Linux EXT4 FS development
 help / color / mirror / Atom feed
From: Yun Zhou <yun.zhou@windriver.com>
To: <tytso@mit.edu>, <adilger.kernel@dilger.ca>,
	<libaokun@linux.alibaba.com>, <jack@suse.cz>,
	<ojaswin@linux.ibm.com>, <ritesh.list@gmail.com>,
	<yi.zhang@huawei.com>, <viro@zeniv.linux.org.uk>,
	<brauner@kernel.org>
Cc: <linux-fsdevel@vger.kernel.org>, <linux-ext4@vger.kernel.org>,
	<linux-kernel@vger.kernel.org>, <yun.zhou@windriver.com>
Subject: [PATCH v9 0/4] ext4: deferred iput framework for EA inodes
Date: Tue, 23 Jun 2026 16:52:39 +0800	[thread overview]
Message-ID: <20260623085243.2816425-1-yun.zhou@windriver.com> (raw)
In-Reply-To: <20260623083540.2744885-5-yun.zhou@windriver.com>

This series introduces a deferred-iput framework for EA inodes to
eliminate a class of lock ordering issues in ext4 xattr code.
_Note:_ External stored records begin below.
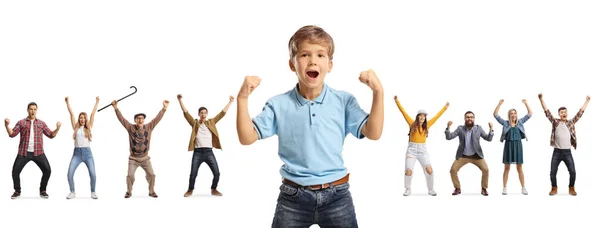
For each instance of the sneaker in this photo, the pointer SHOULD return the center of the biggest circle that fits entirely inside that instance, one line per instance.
(188, 193)
(44, 195)
(71, 195)
(407, 192)
(15, 195)
(214, 192)
(432, 192)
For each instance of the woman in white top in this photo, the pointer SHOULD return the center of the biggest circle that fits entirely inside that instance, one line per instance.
(82, 153)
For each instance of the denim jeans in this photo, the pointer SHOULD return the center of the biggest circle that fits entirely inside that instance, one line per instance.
(41, 161)
(562, 155)
(82, 154)
(300, 207)
(204, 155)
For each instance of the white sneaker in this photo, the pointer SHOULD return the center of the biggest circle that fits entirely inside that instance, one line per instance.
(432, 192)
(71, 195)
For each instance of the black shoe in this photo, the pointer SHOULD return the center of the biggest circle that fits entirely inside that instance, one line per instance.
(15, 195)
(44, 195)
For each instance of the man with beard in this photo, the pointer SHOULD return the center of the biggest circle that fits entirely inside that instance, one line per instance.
(469, 150)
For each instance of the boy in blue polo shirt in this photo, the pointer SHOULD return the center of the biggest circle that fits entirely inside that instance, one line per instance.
(312, 121)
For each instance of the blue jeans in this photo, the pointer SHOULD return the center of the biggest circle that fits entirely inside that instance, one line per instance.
(204, 155)
(82, 154)
(301, 207)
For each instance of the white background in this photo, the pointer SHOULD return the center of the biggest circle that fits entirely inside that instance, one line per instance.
(470, 53)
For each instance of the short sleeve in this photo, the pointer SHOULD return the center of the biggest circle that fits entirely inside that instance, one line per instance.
(265, 123)
(356, 117)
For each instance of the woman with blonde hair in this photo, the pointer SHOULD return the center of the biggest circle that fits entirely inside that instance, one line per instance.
(513, 131)
(82, 153)
(417, 149)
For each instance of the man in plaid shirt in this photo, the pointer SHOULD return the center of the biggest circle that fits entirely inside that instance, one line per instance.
(563, 137)
(31, 147)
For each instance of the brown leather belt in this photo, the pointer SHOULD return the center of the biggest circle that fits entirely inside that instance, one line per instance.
(319, 186)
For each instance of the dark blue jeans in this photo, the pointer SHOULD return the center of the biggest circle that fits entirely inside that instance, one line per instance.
(562, 155)
(204, 155)
(301, 208)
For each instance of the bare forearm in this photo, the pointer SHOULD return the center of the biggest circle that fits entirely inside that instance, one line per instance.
(374, 126)
(245, 129)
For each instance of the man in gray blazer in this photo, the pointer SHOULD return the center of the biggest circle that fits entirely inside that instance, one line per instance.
(469, 150)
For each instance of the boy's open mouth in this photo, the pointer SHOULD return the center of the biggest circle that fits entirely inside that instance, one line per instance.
(312, 74)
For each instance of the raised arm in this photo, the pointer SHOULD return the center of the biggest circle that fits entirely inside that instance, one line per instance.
(245, 127)
(374, 125)
(91, 124)
(438, 115)
(73, 122)
(408, 119)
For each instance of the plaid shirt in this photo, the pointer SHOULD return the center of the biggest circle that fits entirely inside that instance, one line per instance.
(23, 127)
(570, 124)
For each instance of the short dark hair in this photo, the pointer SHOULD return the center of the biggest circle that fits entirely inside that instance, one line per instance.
(139, 114)
(30, 104)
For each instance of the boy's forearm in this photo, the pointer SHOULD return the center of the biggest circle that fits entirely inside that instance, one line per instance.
(245, 129)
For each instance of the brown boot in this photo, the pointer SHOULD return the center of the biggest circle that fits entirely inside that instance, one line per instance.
(572, 191)
(188, 193)
(214, 192)
(553, 191)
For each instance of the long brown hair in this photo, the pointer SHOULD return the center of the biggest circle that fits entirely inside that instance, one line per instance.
(86, 130)
(415, 126)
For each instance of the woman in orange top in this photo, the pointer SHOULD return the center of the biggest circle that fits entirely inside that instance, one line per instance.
(417, 149)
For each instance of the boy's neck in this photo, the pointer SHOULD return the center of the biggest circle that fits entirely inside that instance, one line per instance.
(310, 94)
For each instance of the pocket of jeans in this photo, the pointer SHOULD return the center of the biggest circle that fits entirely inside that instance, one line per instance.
(289, 191)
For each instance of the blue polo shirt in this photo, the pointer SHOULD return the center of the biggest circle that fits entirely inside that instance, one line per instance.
(311, 133)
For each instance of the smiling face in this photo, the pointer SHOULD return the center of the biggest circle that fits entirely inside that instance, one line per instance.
(311, 64)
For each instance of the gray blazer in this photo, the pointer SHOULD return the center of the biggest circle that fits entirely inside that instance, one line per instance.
(461, 132)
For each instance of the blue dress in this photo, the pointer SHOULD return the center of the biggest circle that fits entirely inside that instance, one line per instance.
(513, 147)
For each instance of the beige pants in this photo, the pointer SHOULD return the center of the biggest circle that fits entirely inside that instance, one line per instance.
(462, 161)
(144, 162)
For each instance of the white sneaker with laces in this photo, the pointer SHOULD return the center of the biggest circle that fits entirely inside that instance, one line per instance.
(432, 192)
(71, 195)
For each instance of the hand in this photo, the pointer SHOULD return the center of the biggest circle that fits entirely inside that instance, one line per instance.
(370, 79)
(250, 83)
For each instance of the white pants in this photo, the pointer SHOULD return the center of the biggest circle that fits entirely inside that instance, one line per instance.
(414, 152)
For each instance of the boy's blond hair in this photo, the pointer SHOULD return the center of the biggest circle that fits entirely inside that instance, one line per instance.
(312, 34)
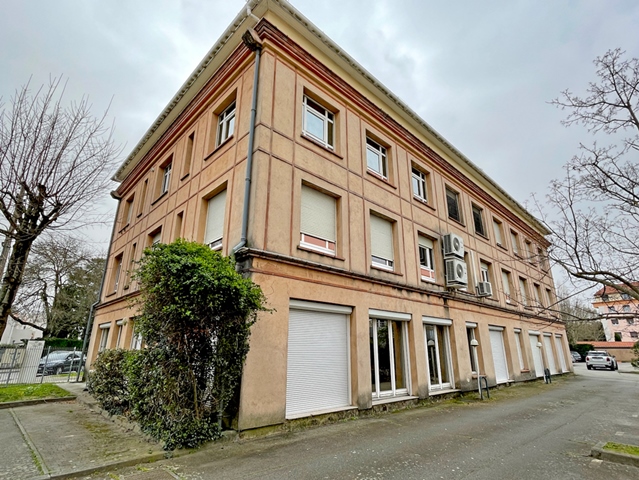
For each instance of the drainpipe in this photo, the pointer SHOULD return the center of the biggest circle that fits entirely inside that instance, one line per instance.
(87, 331)
(252, 42)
The problem: iput() on EA inodes while holding xattr_sem or a jbd2
handle can trigger eviction, which may acquire those same locks or
s_writepages_rwsem, creating circular dependencies.  The immediate
deadlock (during mount-time orphan cleanup) is fixed by two separate
patches already reviewed and posted:

  ext4: skip extra isize expansion during mount to prevent deadlock
  ext4: set EXT4_STATE_NO_EXPAND in ext4_evict_inode

This series provides the structural fix that makes the code safe
regardless of calling context:

Patch 1 adds a VFS helper iput_if_not_last() which drops an inode
reference only if it is not the last one, using atomic_add_unless().
This provides a proper VFS abstraction for filesystems that need to
conditionally defer final iput.

Patch 2 introduces ext4_put_ea_inode() using iput_if_not_last() as
a fast path (single atomic, zero overhead for the common case).  If
this is the last reference, the inode is linked onto a per-sb llist
(via i_ea_iput_node embedded in ext4_inode_info, union with xattr_sem
which is unused for EA inodes) and a delayed worker (1 jiffie) performs
the final iput() in a clean context.  No per-iput allocation needed.
Also moves init_rwsem(xattr_sem) from init_once to ext4_alloc_inode
to handle slab reuse after the union field has been overwritten.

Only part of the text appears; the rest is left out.